What is also sad is that, the Johnson Sirleaf led Unity Party administration has done little to tackle these issues. Even the political opposition in the country have said little about the problem facing the Liberian family: The social stratum of the family has worsened and it is time for corrective actions.

Schools alone will not make students compete at the highest levels in the class room. Parental participation is also necessary. Education has plummeted as is evident by the mass failures year in and out, and the poor reading and writing skills of students graduating out of high schools today. All of these, because the family has gone kaput. If our society lacks social cohesion and solidification in times when it is most needed then the cursory observer would ask, when would this serious dilemma ever be addressed, and for how long will it be ignored?

Just as the family has broken down so has violence against women and children in the Liberian society increased, very sad indeed. When women and children are not protected in the Liberian life by men and boys, what kind of society do we think we would have cultured and nurtured for future generations. Liberian traditional laws are also discriminatory in nature and bias, and have done little to sustain the pace of growth needed to breed the Liberian family in the 21lst century.

The nation’s customary laws are pigeonholes against women and are prejudicial. This issue must be looked into, it must be addressed.
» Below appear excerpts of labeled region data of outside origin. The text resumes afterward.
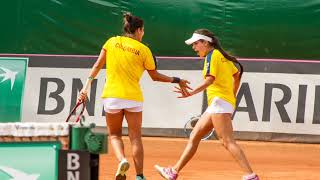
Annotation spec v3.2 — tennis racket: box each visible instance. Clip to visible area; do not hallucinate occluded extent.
[184,115,214,140]
[66,101,86,125]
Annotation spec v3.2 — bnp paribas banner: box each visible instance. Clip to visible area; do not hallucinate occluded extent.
[0,55,320,138]
[0,57,28,122]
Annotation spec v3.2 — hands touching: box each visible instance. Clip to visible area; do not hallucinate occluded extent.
[174,79,193,98]
[78,88,88,102]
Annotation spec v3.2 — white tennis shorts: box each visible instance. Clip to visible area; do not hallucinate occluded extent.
[103,98,143,113]
[205,97,234,114]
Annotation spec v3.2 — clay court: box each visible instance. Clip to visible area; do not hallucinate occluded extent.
[99,137,320,180]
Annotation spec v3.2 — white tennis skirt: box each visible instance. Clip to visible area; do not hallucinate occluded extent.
[205,97,234,114]
[103,98,143,113]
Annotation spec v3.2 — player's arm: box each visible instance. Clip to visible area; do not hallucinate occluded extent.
[148,70,191,93]
[78,49,107,101]
[233,71,241,96]
[175,76,215,98]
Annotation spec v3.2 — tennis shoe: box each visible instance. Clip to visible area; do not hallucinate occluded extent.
[154,165,178,180]
[116,158,130,180]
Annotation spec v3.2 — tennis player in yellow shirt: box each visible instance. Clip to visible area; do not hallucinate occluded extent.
[78,13,189,180]
[155,29,259,180]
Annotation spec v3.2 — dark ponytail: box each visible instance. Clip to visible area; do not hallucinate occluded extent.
[194,29,243,79]
[123,12,143,34]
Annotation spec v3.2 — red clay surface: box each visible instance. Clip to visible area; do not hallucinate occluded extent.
[99,137,320,180]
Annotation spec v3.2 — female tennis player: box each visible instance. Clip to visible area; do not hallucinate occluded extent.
[78,13,189,180]
[155,29,259,180]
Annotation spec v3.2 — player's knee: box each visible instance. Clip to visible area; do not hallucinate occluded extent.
[220,138,233,149]
[109,133,122,140]
[190,131,202,142]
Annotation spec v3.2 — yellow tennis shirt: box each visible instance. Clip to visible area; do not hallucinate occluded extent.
[102,36,156,102]
[203,49,238,108]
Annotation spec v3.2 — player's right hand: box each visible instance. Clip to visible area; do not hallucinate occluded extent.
[78,89,88,102]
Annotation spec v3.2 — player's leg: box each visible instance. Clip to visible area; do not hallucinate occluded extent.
[211,113,258,180]
[106,110,129,180]
[124,107,144,179]
[173,113,213,172]
[155,113,213,180]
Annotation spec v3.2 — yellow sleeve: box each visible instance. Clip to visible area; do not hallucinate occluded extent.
[232,63,239,75]
[143,47,157,70]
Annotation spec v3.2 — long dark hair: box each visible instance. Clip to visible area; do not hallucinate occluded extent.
[123,12,143,34]
[194,29,243,78]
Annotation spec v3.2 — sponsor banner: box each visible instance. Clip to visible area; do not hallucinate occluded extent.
[0,142,60,180]
[0,57,28,122]
[23,67,202,128]
[233,73,320,135]
[0,56,320,135]
[58,150,90,180]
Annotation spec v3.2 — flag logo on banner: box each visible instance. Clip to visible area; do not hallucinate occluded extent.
[0,58,28,122]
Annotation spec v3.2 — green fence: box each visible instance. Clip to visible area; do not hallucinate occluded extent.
[0,0,320,59]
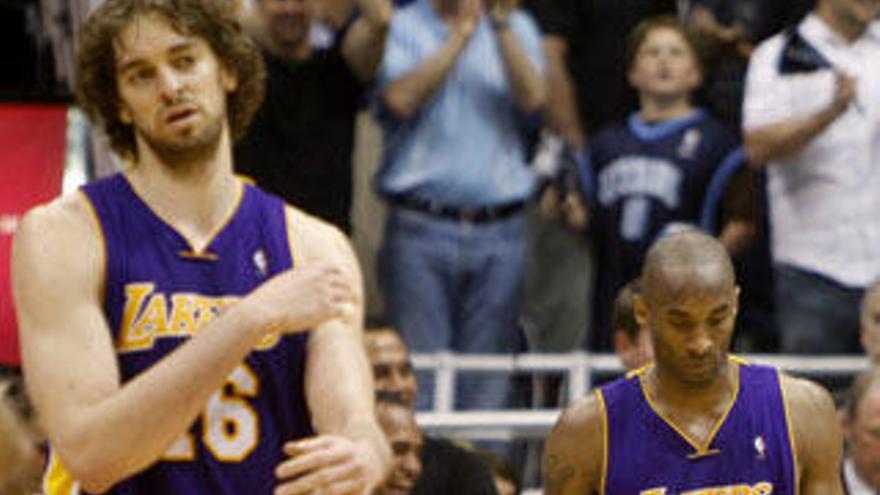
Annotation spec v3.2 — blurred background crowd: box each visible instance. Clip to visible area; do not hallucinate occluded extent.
[0,0,880,494]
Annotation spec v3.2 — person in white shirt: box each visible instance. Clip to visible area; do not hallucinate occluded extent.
[843,367,880,495]
[743,0,880,354]
[860,281,880,366]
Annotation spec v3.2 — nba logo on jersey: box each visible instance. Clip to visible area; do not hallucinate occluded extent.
[678,129,703,160]
[253,249,269,278]
[755,435,767,461]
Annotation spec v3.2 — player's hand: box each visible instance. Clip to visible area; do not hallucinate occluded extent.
[274,435,382,495]
[242,263,357,333]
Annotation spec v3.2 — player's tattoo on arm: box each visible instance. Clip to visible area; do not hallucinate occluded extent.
[544,454,574,495]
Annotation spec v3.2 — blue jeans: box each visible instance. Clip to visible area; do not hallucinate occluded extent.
[773,264,863,354]
[379,208,526,410]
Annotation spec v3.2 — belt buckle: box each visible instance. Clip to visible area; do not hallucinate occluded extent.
[458,207,480,223]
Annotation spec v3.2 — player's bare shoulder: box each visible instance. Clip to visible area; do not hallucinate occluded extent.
[544,393,606,495]
[13,192,103,292]
[285,205,353,263]
[780,373,835,433]
[780,374,843,495]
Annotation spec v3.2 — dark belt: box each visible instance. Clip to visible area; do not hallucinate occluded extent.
[385,196,526,223]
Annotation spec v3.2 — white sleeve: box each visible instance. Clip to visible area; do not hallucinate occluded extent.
[742,34,793,132]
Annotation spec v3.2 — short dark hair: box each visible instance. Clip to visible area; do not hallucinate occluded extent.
[611,279,641,340]
[474,449,522,493]
[846,366,880,421]
[624,14,706,74]
[76,0,266,157]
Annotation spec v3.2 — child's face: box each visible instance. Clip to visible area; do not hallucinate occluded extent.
[629,28,702,98]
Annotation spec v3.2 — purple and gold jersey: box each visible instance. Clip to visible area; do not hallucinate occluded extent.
[44,175,312,495]
[597,358,797,495]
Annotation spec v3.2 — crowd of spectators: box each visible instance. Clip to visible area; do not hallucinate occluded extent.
[2,0,880,488]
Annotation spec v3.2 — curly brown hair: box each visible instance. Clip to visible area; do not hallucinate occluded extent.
[76,0,266,157]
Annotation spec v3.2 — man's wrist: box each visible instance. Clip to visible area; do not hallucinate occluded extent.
[489,16,510,32]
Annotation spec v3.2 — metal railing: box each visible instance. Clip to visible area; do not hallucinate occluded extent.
[413,352,868,439]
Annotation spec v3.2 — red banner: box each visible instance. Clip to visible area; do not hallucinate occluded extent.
[0,104,67,366]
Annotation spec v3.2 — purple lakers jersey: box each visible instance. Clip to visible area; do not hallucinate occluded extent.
[45,175,312,495]
[597,358,797,495]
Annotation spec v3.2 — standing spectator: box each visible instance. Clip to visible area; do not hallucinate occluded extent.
[611,279,654,371]
[686,0,813,132]
[376,0,544,409]
[235,0,392,233]
[531,0,676,148]
[582,16,743,350]
[475,449,522,495]
[843,368,880,495]
[373,397,424,495]
[365,327,495,495]
[524,0,676,370]
[860,282,880,365]
[743,0,880,353]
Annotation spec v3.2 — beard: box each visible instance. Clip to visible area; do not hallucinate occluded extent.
[138,107,223,170]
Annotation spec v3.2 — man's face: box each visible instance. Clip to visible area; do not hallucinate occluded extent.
[635,273,738,388]
[376,402,424,495]
[366,330,416,405]
[629,28,702,101]
[114,13,237,161]
[847,383,880,490]
[861,287,880,362]
[258,0,315,49]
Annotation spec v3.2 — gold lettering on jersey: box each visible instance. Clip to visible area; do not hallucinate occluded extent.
[639,481,773,495]
[117,283,280,352]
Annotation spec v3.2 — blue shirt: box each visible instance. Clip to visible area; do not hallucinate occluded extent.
[376,0,544,206]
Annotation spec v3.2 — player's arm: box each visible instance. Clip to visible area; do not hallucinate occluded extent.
[342,0,394,82]
[12,195,348,493]
[543,395,606,495]
[276,210,391,495]
[782,376,844,495]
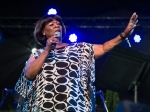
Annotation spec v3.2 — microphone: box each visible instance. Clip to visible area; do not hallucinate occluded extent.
[51,31,61,50]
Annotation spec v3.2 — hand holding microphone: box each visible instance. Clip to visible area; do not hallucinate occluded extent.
[46,31,61,50]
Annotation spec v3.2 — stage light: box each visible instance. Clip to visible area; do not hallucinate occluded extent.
[133,34,141,43]
[32,48,36,53]
[69,34,77,42]
[47,8,57,15]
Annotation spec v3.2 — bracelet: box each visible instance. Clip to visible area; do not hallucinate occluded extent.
[119,33,127,40]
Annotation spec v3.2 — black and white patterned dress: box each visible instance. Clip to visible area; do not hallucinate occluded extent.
[15,42,95,112]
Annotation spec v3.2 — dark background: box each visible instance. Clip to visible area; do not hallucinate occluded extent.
[0,0,150,110]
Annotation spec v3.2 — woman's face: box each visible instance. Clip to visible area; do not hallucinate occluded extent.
[43,19,62,39]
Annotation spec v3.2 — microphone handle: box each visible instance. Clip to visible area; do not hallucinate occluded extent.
[51,43,56,50]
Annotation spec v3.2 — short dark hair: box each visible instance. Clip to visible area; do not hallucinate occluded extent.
[33,15,66,46]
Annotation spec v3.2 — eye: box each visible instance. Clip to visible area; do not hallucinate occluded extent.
[49,23,54,26]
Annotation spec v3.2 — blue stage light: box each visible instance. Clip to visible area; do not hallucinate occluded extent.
[133,34,141,43]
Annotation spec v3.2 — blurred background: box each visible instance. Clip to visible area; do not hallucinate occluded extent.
[0,0,150,112]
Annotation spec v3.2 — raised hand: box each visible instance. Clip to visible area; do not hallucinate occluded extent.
[45,36,58,51]
[123,13,138,37]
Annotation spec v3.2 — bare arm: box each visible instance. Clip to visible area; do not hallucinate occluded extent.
[25,36,57,80]
[94,13,138,59]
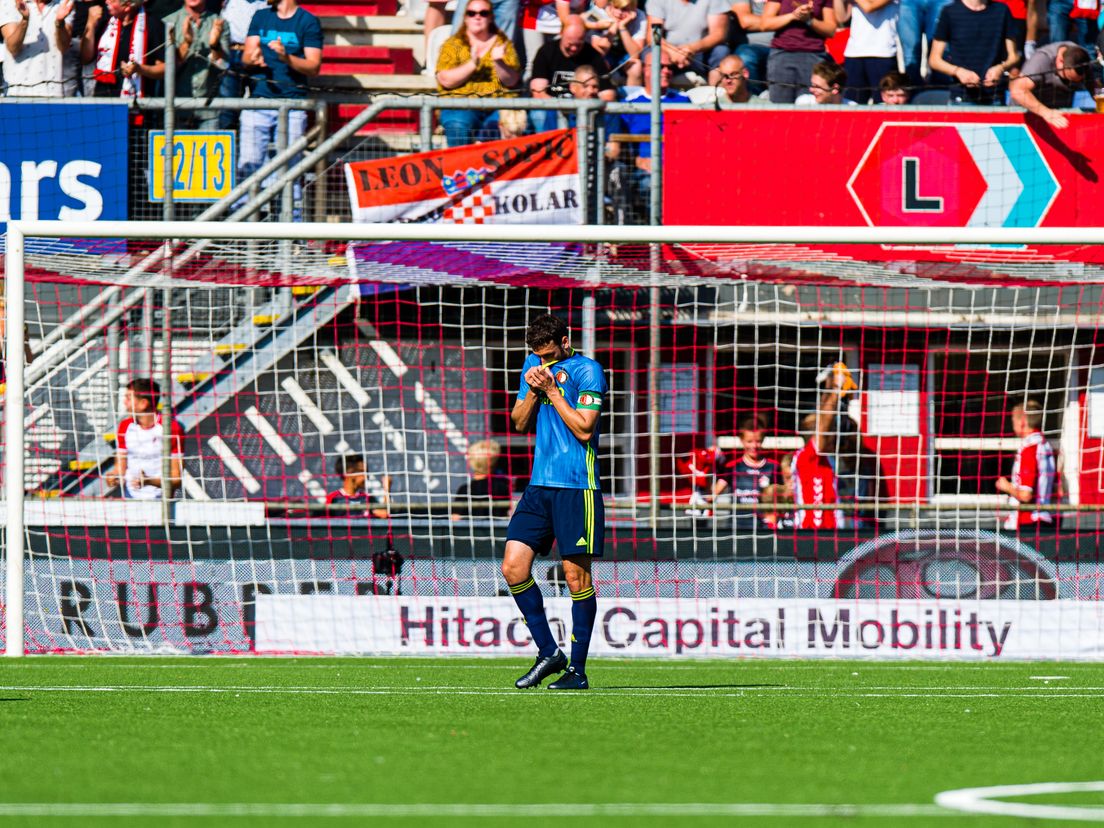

Liberia cannot remain a decent country and a civilized emerging democracy with such huge conflicts.

Teen pregnancies and early marriages, still to a great regret, do not help in building and rebuilding the family in Liberia. For example, in 2004, the United Nations estimated that thirty six percent of “girls between 15 and 19 years of age were married, divorced or widowed. There has been a slight increase in the average age of first marriage in Liberia.” These are disapproving facts that must claim attentions; the civic society must instruct and bring pressure to bear on the national government, so that resources are deployed to strengthen the Liberian family. For example, single mothers must receive help and scholarship from the state for school, hospital expenses for them and their infants. Young Liberians who are raising familes must also see attention come their way.

The nation’s political leadership and those aspiring for higher offices this election season must work very hard to save the Liberian family, because the Liberian family is the most important unit of society; and its cohesiveness is needed to cultivate an emerging social class of individuals from which the leaders of tomorrow will flow.